2. War der Klägerin nach alledem ein aus ihren 1989 angemeldeten, in Kraft stehenden Geschmacksmustern folgendes Verbietungsrecht gegenüber den angegriffenen Leuchten der Beklagten nicht zu versagen, so stehen ihr auch die geltend gemachten Annexansprüche aus § 46 Abs. 1 und 2 GeschmMG und - da dieser in Bezug auf die Benutzung der Klagemuster wenigstens Fahrlässigkeit zur Last zu legen ist - aus § 42 Abs. 2 GeschmMG, § 242 BGB zu.
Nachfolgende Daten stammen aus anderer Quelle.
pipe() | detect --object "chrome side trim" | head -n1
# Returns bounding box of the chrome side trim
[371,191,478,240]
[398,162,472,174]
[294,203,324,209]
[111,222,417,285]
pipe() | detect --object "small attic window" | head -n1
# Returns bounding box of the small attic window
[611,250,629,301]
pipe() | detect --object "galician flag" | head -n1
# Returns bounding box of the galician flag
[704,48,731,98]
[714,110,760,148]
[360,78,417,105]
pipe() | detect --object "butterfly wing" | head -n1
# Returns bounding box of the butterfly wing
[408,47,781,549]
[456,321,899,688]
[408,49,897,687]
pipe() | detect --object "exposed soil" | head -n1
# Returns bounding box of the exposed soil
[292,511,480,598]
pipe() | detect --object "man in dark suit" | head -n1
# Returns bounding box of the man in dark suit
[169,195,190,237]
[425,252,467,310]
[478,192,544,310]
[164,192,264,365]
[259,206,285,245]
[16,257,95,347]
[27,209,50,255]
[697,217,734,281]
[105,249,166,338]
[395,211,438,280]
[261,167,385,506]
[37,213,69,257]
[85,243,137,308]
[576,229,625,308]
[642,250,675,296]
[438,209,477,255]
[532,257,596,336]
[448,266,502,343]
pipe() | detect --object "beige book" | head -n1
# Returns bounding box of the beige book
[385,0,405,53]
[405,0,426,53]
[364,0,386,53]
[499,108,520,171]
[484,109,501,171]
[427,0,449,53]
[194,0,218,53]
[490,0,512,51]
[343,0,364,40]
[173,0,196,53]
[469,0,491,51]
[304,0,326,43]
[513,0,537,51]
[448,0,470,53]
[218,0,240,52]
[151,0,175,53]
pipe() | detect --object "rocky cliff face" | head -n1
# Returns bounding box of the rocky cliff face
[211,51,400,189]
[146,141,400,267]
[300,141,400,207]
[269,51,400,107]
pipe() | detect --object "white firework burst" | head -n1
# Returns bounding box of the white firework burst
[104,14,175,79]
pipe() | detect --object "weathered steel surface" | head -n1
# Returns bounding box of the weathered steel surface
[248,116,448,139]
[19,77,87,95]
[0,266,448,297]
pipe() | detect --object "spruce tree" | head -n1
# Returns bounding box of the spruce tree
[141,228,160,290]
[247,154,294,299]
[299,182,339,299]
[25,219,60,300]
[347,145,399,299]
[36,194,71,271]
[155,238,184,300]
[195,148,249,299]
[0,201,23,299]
3. Ob die Klägerin im Streitfall auf Grund außerhalb des sondergesetzlichen Tatbestands liegender Umstände auch wettbewerbsrechtliche Ansprüche wegen unlauterer Nachahmung ihrer Produkte insbesondere unter dem Gesichtspunkt der vermeidbaren Herkunftstäuschung (§ 4 Nr. 9 lit. a UWG) geltend machen könnte, kann dahingestellt bleiben.

III.

Die prozessualen Nebenentscheidungen beruhen auf §§ 91 Abs. 1, 708 Nr. 10, 711 ZPO.

Der Sache kommt weder grundsätzliche Bedeutung zu, noch erfordert die Sicherung einer einheitlichen Rechtsprechung eine Entscheidung durch den Bundesgerichtshof. Es handelt sich vielmehr um eine maßgeblich auf tatrichterlichem Gebiet liegende Entscheidung im Einzelfall, so dass gemäß § 543 Abs. 2 ZPO kein Anlass bestand, die Revision zuzulassen.